Turbo Leadership Systems


Phone: (503) 625-1867 • Fax: (503) 625-2699 • email: admin@turbols.com
Issue 82 To our clients and friends May 16, 2006
Designed to Succeed?
Larry W. Dennis, Sr.
President,
Turbo Leadership
Systems©


Ask your frontline associates, they know what works!





Last night I stopped at a locally owned Seattle area high-end service grocery store up in Burlington, Washington. I was very impressed with their wonderfully appointed deli section. I was so impressed that I called my wife, Donna Lee, at home in Portland, Oregon, to tell her what a beautiful store it is and get her help with some of the sort of exotic products I was looking at to take the place of dinner.

It was at that time of night, a little after 8:00, when things were slowing down. They were staffing down, cleaning up and shutting down some areas of the store. I noticed a young man who was clearly distinguishing himself as a 'punker' standing near a display case looking over and kind of sauntering back and forth in front of the exotic drinks that take the place of soda pop. I didn't think that much about it, went on and did my shopping. As I waschecking out, I noticed he and another young man whose jeans waist was literally below his buttocks walking briskly out the front door. I don't know if they had anything in their pockets or not, but it sure looked suspicious to me. At that time of night, the customer service counter. where there would have been a person to observe this, was closed. I mentioned it to the checker. "You know what?

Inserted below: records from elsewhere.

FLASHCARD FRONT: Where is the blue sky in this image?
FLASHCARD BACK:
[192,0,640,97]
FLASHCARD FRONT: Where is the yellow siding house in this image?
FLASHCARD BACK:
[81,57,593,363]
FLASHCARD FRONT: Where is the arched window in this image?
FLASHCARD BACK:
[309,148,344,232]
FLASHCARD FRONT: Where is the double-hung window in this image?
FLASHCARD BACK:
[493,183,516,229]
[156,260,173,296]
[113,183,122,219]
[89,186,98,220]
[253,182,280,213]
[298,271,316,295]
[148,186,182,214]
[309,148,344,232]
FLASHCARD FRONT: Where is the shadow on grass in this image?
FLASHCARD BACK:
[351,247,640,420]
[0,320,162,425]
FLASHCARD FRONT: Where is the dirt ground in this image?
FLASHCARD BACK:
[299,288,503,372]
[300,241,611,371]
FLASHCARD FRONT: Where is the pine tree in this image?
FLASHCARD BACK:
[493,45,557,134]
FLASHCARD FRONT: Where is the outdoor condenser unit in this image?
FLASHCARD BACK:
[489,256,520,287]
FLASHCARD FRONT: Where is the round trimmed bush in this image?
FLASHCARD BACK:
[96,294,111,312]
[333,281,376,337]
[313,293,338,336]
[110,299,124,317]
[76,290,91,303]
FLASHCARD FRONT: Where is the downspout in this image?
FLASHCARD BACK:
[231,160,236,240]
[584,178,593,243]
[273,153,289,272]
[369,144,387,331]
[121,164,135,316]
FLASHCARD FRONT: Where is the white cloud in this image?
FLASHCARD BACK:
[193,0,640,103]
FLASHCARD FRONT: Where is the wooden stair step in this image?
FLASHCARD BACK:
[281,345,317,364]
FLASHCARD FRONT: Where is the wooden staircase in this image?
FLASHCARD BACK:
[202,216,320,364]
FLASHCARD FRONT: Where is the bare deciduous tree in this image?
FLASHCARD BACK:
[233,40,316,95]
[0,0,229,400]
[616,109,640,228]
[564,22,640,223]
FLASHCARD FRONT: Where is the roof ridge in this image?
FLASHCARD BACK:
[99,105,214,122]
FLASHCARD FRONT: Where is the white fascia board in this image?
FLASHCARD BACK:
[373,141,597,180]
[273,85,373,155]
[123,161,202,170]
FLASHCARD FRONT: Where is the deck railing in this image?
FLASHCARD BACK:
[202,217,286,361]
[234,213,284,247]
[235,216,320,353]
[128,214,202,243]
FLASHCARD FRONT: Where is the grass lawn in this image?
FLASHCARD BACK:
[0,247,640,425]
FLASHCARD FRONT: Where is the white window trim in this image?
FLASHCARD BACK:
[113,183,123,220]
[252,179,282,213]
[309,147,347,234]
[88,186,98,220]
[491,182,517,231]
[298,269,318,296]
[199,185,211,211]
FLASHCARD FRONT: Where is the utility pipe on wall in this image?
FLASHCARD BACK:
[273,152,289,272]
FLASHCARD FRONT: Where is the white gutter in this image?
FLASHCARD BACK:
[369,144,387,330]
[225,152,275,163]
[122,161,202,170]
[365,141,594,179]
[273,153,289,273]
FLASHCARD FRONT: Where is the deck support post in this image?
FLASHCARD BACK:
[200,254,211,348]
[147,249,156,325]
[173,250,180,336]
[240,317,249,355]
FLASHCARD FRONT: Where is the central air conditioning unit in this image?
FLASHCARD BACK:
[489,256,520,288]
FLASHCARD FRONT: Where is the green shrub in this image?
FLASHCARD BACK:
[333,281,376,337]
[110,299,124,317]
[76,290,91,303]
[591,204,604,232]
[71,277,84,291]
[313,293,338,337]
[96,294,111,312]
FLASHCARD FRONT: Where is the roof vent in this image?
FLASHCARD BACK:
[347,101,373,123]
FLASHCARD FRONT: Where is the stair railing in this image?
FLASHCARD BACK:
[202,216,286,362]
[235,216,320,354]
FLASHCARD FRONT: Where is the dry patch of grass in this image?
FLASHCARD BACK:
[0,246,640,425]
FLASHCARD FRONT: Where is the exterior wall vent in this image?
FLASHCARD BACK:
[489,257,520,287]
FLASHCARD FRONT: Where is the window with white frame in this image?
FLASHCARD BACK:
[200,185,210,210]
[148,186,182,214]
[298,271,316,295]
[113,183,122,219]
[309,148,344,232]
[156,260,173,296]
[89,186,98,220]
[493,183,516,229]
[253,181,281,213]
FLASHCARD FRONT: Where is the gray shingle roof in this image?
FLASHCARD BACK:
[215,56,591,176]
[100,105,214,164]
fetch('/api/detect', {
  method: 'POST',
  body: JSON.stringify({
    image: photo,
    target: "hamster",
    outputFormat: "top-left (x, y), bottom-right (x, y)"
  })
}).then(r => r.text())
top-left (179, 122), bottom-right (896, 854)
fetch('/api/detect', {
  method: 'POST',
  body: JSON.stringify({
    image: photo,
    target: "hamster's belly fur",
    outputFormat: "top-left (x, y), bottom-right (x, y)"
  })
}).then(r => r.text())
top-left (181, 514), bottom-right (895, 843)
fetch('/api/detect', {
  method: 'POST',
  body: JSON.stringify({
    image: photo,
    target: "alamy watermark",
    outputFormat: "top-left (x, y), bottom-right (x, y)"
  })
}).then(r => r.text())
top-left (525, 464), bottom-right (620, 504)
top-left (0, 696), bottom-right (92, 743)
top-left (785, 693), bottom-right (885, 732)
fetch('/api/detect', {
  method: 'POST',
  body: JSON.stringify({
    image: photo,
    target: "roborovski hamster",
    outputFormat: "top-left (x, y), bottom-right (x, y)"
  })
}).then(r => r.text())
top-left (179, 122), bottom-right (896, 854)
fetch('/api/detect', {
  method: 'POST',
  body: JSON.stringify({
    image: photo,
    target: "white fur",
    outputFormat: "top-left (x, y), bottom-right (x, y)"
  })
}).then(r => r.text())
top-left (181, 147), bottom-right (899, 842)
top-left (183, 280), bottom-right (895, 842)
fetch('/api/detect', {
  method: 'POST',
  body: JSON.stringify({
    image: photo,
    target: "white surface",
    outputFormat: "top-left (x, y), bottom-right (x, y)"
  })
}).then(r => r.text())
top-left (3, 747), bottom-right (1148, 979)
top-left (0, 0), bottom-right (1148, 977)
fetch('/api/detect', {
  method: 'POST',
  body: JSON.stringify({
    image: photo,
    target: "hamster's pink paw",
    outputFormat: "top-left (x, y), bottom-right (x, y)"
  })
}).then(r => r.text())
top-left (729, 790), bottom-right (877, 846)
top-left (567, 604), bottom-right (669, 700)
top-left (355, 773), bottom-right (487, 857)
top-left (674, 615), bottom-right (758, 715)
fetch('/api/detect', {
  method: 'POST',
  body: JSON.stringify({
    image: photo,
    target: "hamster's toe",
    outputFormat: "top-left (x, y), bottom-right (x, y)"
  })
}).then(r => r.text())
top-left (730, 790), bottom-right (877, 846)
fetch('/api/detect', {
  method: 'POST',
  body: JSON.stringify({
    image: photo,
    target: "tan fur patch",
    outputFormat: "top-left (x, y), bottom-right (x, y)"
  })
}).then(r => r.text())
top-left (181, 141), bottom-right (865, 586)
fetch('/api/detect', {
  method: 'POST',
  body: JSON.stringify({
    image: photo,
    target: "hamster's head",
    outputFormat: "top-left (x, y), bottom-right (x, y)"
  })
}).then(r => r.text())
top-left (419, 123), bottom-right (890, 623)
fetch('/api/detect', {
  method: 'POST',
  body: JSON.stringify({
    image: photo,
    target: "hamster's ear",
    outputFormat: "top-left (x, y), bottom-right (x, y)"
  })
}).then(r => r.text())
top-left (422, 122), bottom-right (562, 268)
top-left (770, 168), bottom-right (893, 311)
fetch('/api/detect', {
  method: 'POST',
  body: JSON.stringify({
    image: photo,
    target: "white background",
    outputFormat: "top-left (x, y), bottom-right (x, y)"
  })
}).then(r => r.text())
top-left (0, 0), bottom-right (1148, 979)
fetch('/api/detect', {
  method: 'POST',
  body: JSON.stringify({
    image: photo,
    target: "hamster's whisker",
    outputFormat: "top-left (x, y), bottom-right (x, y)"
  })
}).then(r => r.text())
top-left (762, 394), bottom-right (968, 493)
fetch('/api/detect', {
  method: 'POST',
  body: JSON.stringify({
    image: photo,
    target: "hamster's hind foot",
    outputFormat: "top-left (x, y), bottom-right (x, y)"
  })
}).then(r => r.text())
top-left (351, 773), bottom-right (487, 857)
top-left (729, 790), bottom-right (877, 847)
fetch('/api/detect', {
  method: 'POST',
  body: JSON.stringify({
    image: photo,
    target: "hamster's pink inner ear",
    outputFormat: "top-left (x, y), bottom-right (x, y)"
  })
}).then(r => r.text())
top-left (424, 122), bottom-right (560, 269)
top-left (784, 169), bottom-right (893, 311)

I think you may have just experienced some shoplifting." Her back and the back of all the checkers are to the door. She said, "With Customer Service


closed, we don't know what's going in and out of that door. lt makes me nervous having my back to the door.

I don't know who designed this gorgeous store. I don't know why it was arranged this way. I know they have a great security system for recording suspicious behaviors and if incidents of shoplifting occur, they catch it on tape. I truly doubt that it discourages shoplifters who may not even be aware of the cameras at that time of night, and it doesn't make the checker any more comfortable. The point for me was, were the frontline checkers asked about the layout of the store before store design decisions were made, or was the store designed by architects and design experts at the corporate level, or, worse yet, back East somewhere? I'm pretty sure I know the answer.

Application exercise: Do not make any important decisions about the acquisition of equipment, the layout and design of your facility, without role playing its use with the frontline people who will be using it. Get their input, get their suggestions, get their advice. You will make better decisions. Whatever decision you make, if the frontline is included in the design, they will make your decision work. lf they are not included, you may find difficulty getting your decision to work, no matter how right your decisions may seem to you.